Embedded Question 2:

(a)  A parallel-plate capacitor initially has a voltage of 12 V and stays connected to the battery. If the plate spacing is now doubled, what happens?
(b)  A parallel-plate capacitor initially is connected to a battery and the plates hold charge ±Q. The battery is then disconnected. If the plate spacing is now doubled, what happens?

Hint: 
If the capacitor is connected to the battery, then the voltage stays constant. It stays equal to the battery voltage. The battery is a charge pump. It can pump charge from one plate to the other to maintain a constant potential difference.

If the battery is disconnected from the capacitor, the charge on the plates stays constant.
No battery <--> no charge pump.  Charge cannot move from one plate to the other. Therefore the voltage changes when the plate separation changes.

Discuss this with your fellow students in the discussion forum!

External link:  PhET Capacitor Lab (Basic)

Energy stored in a capacitor

The energy U stored in a capacitor is equal to the work W done in separating the charges on the conductors.  The more charge is already stored on the plates, the more work must be done to separate additional charges, because of the strong repulsion between like charges.  At a given voltage, it takes an infinitesimal amount of work ∆W = V∆Q to separate an additional infinitesimal amount of charge ∆Q. 
(The voltage V is the amount of work per unit charge.) 
Since V = Q/C, V increases linear with Q.  The total work done in charging the capacitor is

W = U = Σ V ∆Q = V_averageQ = ½VQ.
Using Q = CV we can also write U = ½(Q²/C)  or  U = ½CV².

Problem:

Each memory cell in a computer contains a capacitor to store charge.  Charge being stored or not being stored corresponds to the binary digits 1 and 0.  To pack the cells more densely, trench capacitors are often used in which the plates of a capacitor are mounted vertically along the walls of a trench etched into a silicon chip.  If we have a capacitance of 50 femtoFarad = 50*10^-15 F and each plate has an area of 20*10^-12 m² (micron-sized trenches), what is the plate separation?

Solution:

• Reasoning:
  The capacitance of a parallel plate capacitor with two plates of area A separated by a distance d and no dielectric material between the plates is C = ε₀A/d.
• Details of the calculation:
  C = ε₀A/d, d = ε₀A/C = (8.85*10^-12*20*10^-12/(50*10^-15)) m = 3.54*10^-9 m.
  Typical atomic dimensions are on the order of 0.1 nm, so the trench is on the order of 30 atoms wide.

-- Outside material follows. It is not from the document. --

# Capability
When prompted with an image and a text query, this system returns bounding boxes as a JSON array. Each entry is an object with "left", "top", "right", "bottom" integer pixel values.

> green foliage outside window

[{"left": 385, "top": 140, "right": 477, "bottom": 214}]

For any insulator, there is a maximum electric field that can be maintained without ionizing the molecules.  For a capacitor this means that there is a maximum allowable voltage that that can be placed across the conductors.  This maximum voltage depends the dielectric in the capacitor.  The corresponding maximum field E_b is called the dielectric strength of the material.  For stronger fields, the capacitor 'breaks down' (similar to a corona discharge) and is normally destroyed.  Most capacitors used in electrical circuits carry both a capacitance and a voltage rating.  This breakdown voltage V_b is related to the dielectric strength E_b.  For a parallel plate capacitor we have V_b = E_bd.